The story behind the insensitive flag that Nike almost put on its July 4 collection

Francis Akhalbey July 03, 2019
Nike called back its special commemorative Fourth of July Air Max 1 USA sneakers after concerns were raised

In a last minute move, Nike called back its special commemorative Fourth of July Air Max 1 USA sneakers with a Betsy Ross flag after concerns were raised about how offensive the white nationalist supported symbol is.

Set to go on sale this week, the heel on the sneakers featured the late 18-century flag which was created during the American Revolution. With 13 circled flags representing the 13 original colonies, the Betsy Ross designed flag, which was used from 1777 to 1795 was also, at a point in time, endorsed and used by the American Nazi party.

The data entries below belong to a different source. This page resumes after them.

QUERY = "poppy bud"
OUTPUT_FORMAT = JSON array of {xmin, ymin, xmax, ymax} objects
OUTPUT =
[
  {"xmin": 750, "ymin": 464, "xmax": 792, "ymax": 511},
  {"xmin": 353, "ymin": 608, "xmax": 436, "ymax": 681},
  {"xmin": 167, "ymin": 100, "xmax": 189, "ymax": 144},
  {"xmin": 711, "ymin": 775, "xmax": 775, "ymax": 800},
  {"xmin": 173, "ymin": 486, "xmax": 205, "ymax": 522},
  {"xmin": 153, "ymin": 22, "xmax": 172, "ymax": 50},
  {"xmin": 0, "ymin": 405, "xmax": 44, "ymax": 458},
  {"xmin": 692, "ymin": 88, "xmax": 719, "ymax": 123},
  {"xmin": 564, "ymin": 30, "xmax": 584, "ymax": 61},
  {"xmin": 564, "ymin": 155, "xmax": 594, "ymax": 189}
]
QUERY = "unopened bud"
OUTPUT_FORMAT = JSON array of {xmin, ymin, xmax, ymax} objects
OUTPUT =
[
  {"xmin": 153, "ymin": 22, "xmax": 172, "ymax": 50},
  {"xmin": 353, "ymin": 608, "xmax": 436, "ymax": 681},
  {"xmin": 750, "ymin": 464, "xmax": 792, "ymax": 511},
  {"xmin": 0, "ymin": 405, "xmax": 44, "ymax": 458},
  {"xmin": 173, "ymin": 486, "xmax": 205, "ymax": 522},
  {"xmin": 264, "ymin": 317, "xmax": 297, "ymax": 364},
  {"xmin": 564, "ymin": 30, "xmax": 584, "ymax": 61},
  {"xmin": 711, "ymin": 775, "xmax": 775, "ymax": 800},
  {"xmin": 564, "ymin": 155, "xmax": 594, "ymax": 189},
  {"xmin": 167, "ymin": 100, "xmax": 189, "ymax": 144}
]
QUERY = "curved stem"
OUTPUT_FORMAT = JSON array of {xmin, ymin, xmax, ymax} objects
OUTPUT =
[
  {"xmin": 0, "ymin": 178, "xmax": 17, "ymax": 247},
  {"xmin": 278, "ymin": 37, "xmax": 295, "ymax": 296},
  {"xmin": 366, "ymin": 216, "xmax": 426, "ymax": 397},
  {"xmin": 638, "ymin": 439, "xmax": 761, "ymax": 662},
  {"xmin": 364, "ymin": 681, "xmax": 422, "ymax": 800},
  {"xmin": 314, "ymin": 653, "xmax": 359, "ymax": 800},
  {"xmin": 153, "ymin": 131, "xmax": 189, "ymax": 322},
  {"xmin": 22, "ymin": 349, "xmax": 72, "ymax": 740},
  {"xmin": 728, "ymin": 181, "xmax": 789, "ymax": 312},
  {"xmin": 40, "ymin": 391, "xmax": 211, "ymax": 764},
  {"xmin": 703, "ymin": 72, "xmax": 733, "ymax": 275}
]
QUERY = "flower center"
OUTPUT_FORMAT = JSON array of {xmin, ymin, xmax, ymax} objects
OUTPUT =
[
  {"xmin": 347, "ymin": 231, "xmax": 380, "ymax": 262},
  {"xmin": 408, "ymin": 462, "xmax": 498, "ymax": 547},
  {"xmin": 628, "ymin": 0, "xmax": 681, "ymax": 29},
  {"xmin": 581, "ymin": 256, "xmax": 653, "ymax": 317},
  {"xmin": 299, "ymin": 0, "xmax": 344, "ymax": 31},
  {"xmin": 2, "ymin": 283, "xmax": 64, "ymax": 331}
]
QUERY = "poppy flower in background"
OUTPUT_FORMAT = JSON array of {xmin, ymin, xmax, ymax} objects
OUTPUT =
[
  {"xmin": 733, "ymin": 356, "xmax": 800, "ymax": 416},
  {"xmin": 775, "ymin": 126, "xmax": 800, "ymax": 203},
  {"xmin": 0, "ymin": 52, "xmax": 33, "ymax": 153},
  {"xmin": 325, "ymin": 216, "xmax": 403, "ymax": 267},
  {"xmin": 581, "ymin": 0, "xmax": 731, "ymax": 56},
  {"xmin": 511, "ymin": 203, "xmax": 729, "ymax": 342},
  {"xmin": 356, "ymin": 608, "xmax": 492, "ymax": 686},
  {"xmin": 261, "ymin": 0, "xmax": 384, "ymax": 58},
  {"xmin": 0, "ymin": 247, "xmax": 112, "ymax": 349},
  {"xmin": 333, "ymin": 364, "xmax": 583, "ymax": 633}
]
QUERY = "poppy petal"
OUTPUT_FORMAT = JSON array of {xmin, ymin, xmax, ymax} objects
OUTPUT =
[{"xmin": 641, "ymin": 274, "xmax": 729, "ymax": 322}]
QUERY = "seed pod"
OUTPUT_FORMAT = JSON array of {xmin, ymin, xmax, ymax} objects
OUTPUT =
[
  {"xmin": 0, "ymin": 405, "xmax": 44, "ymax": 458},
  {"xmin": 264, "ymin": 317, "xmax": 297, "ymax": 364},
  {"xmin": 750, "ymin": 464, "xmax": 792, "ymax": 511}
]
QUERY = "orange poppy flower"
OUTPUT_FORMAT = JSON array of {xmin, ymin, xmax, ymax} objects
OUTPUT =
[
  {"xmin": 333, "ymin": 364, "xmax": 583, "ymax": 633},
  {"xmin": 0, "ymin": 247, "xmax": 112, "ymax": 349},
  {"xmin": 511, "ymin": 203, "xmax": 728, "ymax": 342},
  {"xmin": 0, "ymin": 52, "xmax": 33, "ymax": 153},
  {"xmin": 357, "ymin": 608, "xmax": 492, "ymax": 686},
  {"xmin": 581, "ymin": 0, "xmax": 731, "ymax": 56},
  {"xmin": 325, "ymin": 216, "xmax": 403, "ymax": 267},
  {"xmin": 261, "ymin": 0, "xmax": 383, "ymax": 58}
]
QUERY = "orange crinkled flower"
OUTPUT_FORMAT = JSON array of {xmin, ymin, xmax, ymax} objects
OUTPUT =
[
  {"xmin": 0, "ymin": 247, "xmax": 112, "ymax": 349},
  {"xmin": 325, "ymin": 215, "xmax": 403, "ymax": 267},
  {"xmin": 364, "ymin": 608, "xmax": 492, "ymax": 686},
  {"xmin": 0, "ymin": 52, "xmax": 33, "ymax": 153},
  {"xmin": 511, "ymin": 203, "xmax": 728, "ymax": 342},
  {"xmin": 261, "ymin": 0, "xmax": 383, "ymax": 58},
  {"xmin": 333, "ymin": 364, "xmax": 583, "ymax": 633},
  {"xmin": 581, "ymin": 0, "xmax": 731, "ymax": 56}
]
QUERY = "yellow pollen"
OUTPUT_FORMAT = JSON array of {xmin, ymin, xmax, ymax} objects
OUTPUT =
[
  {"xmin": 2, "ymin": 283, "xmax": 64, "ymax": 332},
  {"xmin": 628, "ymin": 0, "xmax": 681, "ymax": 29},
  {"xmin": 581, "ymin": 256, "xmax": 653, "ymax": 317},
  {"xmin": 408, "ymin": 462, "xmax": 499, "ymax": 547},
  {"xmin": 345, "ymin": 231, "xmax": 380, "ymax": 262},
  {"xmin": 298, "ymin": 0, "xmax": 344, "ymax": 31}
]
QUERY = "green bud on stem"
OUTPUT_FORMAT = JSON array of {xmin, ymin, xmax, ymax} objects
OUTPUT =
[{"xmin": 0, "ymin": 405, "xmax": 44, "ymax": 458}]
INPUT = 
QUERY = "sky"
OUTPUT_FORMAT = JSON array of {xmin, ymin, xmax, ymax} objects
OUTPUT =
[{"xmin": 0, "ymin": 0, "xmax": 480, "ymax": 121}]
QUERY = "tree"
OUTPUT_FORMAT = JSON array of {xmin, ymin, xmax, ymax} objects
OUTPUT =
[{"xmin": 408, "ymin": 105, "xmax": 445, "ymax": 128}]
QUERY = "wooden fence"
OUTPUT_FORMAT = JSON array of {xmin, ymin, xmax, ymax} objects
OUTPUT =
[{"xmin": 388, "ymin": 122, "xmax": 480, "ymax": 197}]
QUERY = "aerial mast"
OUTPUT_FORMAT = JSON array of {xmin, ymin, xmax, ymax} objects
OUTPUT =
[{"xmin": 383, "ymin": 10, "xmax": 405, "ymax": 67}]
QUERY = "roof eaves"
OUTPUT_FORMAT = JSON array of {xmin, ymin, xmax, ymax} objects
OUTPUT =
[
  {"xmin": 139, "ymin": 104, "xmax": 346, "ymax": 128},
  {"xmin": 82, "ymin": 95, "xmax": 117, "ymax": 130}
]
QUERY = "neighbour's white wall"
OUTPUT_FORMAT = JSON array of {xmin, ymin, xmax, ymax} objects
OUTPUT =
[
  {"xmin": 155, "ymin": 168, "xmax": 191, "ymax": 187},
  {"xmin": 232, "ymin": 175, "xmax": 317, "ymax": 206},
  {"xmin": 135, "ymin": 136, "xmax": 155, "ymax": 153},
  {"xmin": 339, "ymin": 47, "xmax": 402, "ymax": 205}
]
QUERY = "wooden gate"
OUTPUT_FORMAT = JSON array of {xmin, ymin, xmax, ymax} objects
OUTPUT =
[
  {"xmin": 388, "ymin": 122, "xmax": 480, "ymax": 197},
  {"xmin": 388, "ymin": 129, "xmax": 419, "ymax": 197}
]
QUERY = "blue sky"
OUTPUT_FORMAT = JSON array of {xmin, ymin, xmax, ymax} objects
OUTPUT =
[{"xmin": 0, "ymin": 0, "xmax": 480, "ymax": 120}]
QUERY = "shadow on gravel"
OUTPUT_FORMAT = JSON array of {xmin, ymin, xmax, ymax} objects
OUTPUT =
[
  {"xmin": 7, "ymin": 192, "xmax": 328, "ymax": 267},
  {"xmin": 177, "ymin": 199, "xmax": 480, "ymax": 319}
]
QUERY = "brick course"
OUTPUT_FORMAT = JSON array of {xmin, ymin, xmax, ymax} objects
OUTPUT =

The Air Max 1 USA sneakers

According to The Wall Street Journal, Nike decided to instruct its retailers to return the already shipped sneakers after former San Francisco 49ers quarterback Colin Kaepernick and others raised concerns about how the flag is linked to the slavery era in the United States. Kaepernick, however, did not comment on the issue when he was contacted by the Journal.

An American Nazi Party rally featuring the Betsy Ross flag — Photo Credit: Bettmann/Getty Images

“Nike has chosen not to release the Air Max 1 Quick Strike Fourth of July as it featured the old version of the American flag,” a spokeswoman from Nike said.

Though the sneakers were officially pulled off the shelves, some sneaker selling sites managed to lay their hands on a few, with its value on StockX rising to as high as $2000.

On Tuesday, however, the CEO of StockX Scott Cutler announced they were removing the sneakers from the site as its sale “does not align” with the company’s “value system.”

In a statement to CNN Business, Nike further clarified its reason for calling back the sneakers.

“Nike made the decision to halt distribution of the Air Max 1 Quick Strike Fourth of July based on concerns that it could unintentionally offend and detract from the nation’s patriotic holiday,” the statement read. “Nike is a company proud of its American heritage.”

The decision by Nike to call back the sneakers was, however, criticized by a section of Americans.

The Republican governor of Arizona, Doug Ducey took to his Twitter page to condemn Nike’s “terrible decision” saying he was “embarrassed.”

“Instead of celebrating American history the week of our nation’s independence, Nike has apparently decided that Betsy Ross is unworthy, and has bowed to the current onslaught of political correctness and historical revisionism,” he shared.

“It is a shameful retreat for the company. American businesses should be proud of our country’s history, not abandoning it.”

Ducey went as far as ordering the Arizona Commerce Authority to withdraw its $1 million financial incentive it was granting the company to set up a plant in the state.

“Arizona’s economy is doing just fine without Nike. We don’t need to suck up to companies that consciously denigrate our nation’s history,” he added.

Texas Senator Ted Cruz also criticized Nike’s move Tweeting they only want “to sell sneakers to people who hate the American flag.”

Kaepernick, who has been without a National Football League (NFL) team since 2016 after he started kneeling during the national anthem to raise awareness about police brutality against blacks and other racial injustices was unveiled as the face of Nike’s ‘Just Do it’ 30th Anniversary campaign last year ruffling some feathers as a result.